Joan-Pau Rubiés Mirabet

Joan-Pau Rubiés Mirabet

Universitat Pompeu Fabra

Humanities

Joan-Pau Rubiés graduated in Early Modern History at the University of Barcelona (1987), where he received the extraordinary degree prize. He went on to do a PhD at the University of Cambridge, funded with an external studentship from King's College (1987-1991). He was subsequently Research Fellow at Queens's College, Cambridge, and Jean Monnet Fellow at the European University Institute in Florence. In 1994 he became Lecturer in Modern History at the University of Reading, and in 1999 he joined London School of Economics and Political Science, where he was Reader in International History. In 2012 he accepted the offer of a Research Professorship at ICREA, which he holds at Universitat Pompeu Fabra. He has been visiting professor at the École des Hautes Études (Paris and Marseille), Corpus Christi College (Oxford) and Villa I Tatti (Florence). He is currently leading a Research Project on Ethnographies, Religious Missions and Cultural Encounters in the Early Modern World.

Research interests

I am a historian specialized in the study of cross-cultural encounters in the early modern world, from a perspective combining the contextual analysis of ethnographic sources with the intellectual history of early modern Europe. My focus in the last few years has been analyzing early modern ethnography and its intellectual impact in the period 1500-1800.  This has involved developing various parallel lines of analysis, including travel writing, cross-cultural diplomacy, religious missions, early orientalism, race and racism, and the history of cosmopolitanism. A growing concern has been to develop a global comparative perspective on these various topics (including Asia and the New World) that might help interrogate critically the eurocentric categories of the Renaissance and the Enlightenment. I coordinate the Research Grup on Ethnographies, Cultural Encounters and Religious Missions in the Iberian World (ECERM) at UPF, which has received funding from the ERC, AGAUR (SGR) and MINECO.

Selected publications

- Rubiés JP & Safier N 2023, 'Cosmopolitanism and the Enlightenment', Cambridge: Cambridge University Press. Includes Rubiés JP & Safier N, 'Introduction', pp. 1-33.
- Rubiés JP 2023, ‘The Cosmopolitan Paradox: Travel, Anthropology and the Problem Cultural Diversity in Early Modern Thought'. In J. P. Rubiés & N. Safier (Eds.), Cosmopolitanism and the Enlightenment, Cambridge: Cambridge University Press, pp. 55-90.
- Rubiés, JP 2023, 'Pietro della Valle: Christian pilgrimage, antiquarianism and cosmopolitanism in the age of the baroque', Mediterranean Historical Review 38/2, 221-250.
- Rubiés JP 2023, ‘Foreword: The Jesuit Antoni de Montserrat, European interpreter of Emperor Akbar’. in João Vicente Melo (ed.) The Writings of Antoni de Montserrat at the Mughal Court, Brill: Leiden and Boston, VII-XXVII.
- Rubiés JP 2023, ‘Sovereignty and democratic legitimacy in Spain: The case of Catalonia’, in Julia Rone, Nathalie Brack, et alii. eds. Sovereignty in Conflict: Political, Constitutional and Economic Dilemmas in the EU. Palgrave Studies in European Union Politics, pp. 67-94.

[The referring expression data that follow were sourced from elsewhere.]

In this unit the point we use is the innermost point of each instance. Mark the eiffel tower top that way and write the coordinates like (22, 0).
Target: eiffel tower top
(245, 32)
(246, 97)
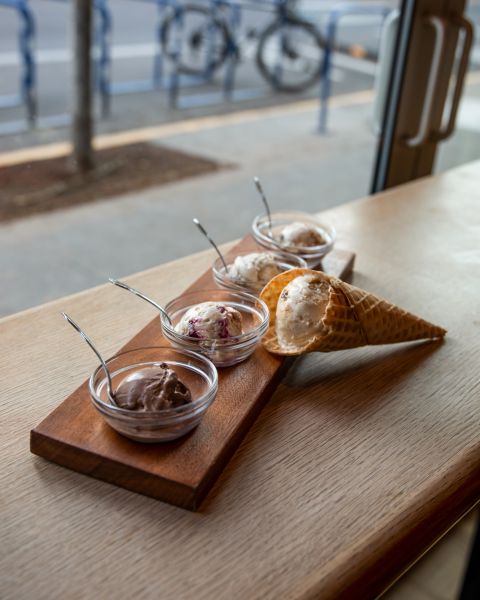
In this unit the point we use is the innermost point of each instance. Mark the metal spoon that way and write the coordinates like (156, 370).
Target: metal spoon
(111, 395)
(256, 180)
(202, 229)
(142, 296)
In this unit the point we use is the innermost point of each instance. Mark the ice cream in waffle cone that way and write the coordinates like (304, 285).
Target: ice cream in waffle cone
(314, 312)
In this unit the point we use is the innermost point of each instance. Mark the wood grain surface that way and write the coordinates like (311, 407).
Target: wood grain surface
(358, 463)
(182, 472)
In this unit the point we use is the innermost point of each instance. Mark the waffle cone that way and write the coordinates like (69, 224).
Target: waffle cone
(353, 317)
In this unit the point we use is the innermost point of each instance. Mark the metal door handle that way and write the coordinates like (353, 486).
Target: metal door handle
(438, 26)
(464, 25)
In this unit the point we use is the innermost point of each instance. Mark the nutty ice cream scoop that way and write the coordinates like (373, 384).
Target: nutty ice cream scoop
(210, 320)
(152, 389)
(255, 269)
(301, 234)
(311, 311)
(300, 310)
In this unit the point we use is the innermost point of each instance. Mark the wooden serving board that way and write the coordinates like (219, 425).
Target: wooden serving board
(182, 472)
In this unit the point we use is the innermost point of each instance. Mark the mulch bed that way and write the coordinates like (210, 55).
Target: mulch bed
(48, 185)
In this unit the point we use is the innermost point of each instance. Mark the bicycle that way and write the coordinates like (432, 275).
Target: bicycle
(200, 38)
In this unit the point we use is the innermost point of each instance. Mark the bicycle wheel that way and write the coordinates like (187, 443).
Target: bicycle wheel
(290, 55)
(199, 39)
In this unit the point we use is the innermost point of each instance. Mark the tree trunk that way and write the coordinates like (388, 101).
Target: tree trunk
(82, 89)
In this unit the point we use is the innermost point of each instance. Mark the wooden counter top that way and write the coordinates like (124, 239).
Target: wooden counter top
(360, 461)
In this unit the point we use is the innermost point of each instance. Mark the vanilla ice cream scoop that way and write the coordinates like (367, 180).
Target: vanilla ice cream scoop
(210, 320)
(300, 310)
(301, 234)
(255, 269)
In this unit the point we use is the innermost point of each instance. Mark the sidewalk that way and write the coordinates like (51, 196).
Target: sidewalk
(47, 256)
(51, 255)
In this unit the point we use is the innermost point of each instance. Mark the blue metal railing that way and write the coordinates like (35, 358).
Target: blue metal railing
(26, 36)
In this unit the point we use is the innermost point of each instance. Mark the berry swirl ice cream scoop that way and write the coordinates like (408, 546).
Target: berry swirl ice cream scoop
(210, 320)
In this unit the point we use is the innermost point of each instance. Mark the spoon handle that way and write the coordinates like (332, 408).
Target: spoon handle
(258, 185)
(140, 295)
(111, 395)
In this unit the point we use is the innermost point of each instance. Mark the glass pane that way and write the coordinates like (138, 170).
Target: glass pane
(464, 145)
(226, 93)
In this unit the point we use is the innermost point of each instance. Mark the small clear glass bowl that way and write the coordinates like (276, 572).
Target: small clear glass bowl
(193, 369)
(312, 255)
(222, 352)
(284, 261)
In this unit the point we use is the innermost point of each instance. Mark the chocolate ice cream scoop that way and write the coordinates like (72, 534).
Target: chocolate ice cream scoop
(152, 389)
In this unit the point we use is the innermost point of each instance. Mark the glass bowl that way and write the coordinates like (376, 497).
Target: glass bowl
(312, 255)
(222, 352)
(283, 260)
(194, 370)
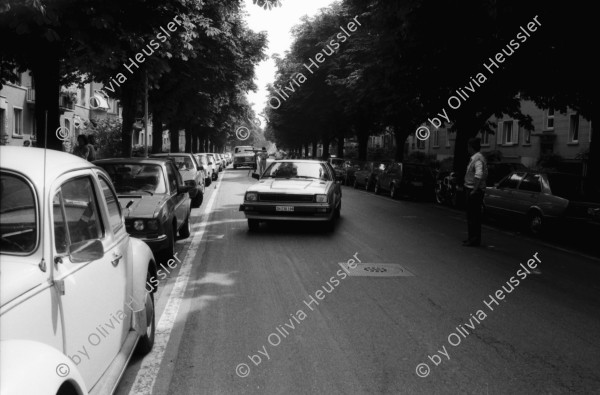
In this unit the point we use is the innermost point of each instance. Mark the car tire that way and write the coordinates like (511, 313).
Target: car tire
(198, 199)
(168, 252)
(535, 222)
(377, 189)
(185, 230)
(253, 224)
(146, 342)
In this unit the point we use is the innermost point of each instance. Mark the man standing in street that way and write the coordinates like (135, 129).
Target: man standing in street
(474, 188)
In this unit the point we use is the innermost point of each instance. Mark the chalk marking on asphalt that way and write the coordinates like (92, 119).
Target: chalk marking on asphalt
(146, 376)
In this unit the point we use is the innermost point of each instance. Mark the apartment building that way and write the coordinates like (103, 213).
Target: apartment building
(565, 134)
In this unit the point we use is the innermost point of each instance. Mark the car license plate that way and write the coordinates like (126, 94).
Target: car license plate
(284, 208)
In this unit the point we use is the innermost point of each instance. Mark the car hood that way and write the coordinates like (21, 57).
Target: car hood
(17, 277)
(291, 186)
(136, 206)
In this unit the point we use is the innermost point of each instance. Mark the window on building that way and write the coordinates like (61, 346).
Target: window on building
(574, 128)
(508, 133)
(18, 121)
(526, 135)
(485, 138)
(550, 119)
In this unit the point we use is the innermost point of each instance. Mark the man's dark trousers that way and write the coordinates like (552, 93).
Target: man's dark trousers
(474, 204)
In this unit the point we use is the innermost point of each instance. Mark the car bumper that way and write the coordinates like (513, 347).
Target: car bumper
(156, 244)
(302, 212)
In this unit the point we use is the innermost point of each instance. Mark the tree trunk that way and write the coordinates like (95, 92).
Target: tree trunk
(129, 103)
(46, 72)
(156, 132)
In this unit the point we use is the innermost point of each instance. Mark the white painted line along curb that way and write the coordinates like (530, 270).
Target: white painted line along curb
(146, 377)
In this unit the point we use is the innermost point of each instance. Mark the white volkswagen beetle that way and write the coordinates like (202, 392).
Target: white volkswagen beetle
(73, 300)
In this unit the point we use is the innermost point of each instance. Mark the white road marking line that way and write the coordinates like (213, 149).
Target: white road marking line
(146, 376)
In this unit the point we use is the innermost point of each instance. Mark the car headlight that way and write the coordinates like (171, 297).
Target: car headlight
(138, 224)
(152, 224)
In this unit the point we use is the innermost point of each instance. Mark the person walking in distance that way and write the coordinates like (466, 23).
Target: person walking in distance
(262, 161)
(474, 189)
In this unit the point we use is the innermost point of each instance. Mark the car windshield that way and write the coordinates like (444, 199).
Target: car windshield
(133, 178)
(18, 215)
(289, 170)
(570, 187)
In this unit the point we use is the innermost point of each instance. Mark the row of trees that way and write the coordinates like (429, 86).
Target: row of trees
(197, 77)
(408, 57)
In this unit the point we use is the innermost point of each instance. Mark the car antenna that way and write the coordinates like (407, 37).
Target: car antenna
(42, 264)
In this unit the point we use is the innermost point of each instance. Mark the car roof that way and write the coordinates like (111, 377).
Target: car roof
(153, 161)
(30, 161)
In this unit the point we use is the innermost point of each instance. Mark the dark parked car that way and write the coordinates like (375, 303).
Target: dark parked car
(154, 199)
(367, 173)
(542, 199)
(406, 179)
(191, 171)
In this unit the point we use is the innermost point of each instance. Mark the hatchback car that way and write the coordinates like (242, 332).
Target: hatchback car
(73, 299)
(154, 199)
(192, 172)
(406, 179)
(543, 199)
(297, 190)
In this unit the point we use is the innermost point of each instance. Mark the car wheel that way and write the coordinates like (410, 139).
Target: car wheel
(535, 222)
(338, 211)
(146, 342)
(377, 188)
(169, 251)
(197, 202)
(186, 230)
(253, 224)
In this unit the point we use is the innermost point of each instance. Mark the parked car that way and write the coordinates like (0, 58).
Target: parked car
(406, 179)
(154, 198)
(297, 190)
(203, 160)
(367, 174)
(68, 267)
(192, 172)
(543, 199)
(243, 155)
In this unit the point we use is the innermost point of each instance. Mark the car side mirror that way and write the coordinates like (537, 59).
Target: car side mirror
(183, 189)
(86, 251)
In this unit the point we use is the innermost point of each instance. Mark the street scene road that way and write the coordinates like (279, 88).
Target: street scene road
(298, 197)
(369, 334)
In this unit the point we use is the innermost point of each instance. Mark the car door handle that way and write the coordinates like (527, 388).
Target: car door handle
(117, 258)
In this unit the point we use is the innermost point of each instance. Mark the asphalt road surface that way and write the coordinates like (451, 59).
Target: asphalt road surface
(241, 313)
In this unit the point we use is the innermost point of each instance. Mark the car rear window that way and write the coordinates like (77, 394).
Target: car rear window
(18, 215)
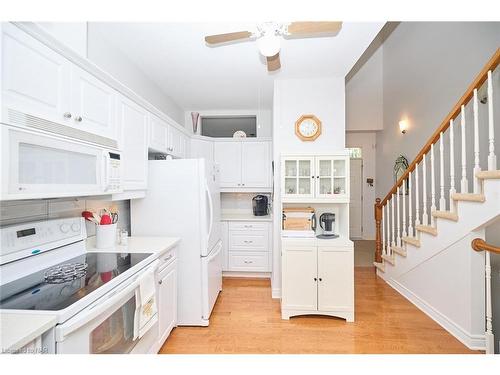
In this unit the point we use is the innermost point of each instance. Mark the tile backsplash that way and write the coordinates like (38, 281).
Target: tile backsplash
(16, 212)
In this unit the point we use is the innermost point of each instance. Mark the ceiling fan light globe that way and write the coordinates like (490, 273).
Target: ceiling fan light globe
(269, 45)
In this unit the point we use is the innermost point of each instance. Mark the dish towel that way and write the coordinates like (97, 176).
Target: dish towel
(145, 302)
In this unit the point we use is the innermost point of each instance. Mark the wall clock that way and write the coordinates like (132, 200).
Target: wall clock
(308, 127)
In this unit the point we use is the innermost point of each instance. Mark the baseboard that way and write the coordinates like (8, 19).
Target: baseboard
(276, 293)
(473, 342)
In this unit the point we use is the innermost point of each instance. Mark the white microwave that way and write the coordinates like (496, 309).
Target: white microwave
(36, 165)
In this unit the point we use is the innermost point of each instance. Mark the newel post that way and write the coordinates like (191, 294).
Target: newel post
(378, 234)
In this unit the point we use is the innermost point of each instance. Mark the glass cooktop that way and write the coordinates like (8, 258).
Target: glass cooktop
(63, 284)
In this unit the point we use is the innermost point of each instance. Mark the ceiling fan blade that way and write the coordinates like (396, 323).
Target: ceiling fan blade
(298, 28)
(229, 37)
(273, 62)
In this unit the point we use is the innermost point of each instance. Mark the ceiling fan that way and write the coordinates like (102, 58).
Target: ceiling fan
(269, 36)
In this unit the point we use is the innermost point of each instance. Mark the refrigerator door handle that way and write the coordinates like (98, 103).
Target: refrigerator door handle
(211, 208)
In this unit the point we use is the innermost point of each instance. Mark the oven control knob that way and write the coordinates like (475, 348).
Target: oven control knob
(64, 227)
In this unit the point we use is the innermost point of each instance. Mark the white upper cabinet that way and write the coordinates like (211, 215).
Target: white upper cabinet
(255, 164)
(228, 156)
(35, 79)
(159, 134)
(133, 122)
(315, 178)
(92, 104)
(244, 164)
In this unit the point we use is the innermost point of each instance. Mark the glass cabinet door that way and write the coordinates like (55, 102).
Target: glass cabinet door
(298, 177)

Selected research activities

The highlight of the year was the publication of Cosmopolitanism and the Enlightenment, the culmination of a project of many years with some of the leading scholars in the field. The book was successfully launched in Cambridge in June. In 2023 I was visiting Fellow at Corpus Christi College, and in the fall visitng professor in the Harvard Centre for the Study of the Italian Renaissance at Villa I Tatti, developing a new project on Rethinking the Global Renaissance. I gave a keynote lecture in York on ‘The Marvellous, the Wonderful and the Credible: Text and Authority in Early Sixteenth-Century Travel Accounts’, and various other talks, including ‘Reading Histories of the Indies in the Sixteenth Century and Today' (Oxford) and ‘Religion and Sacrifice in the early modern ethnography of Africa’ (Bologna).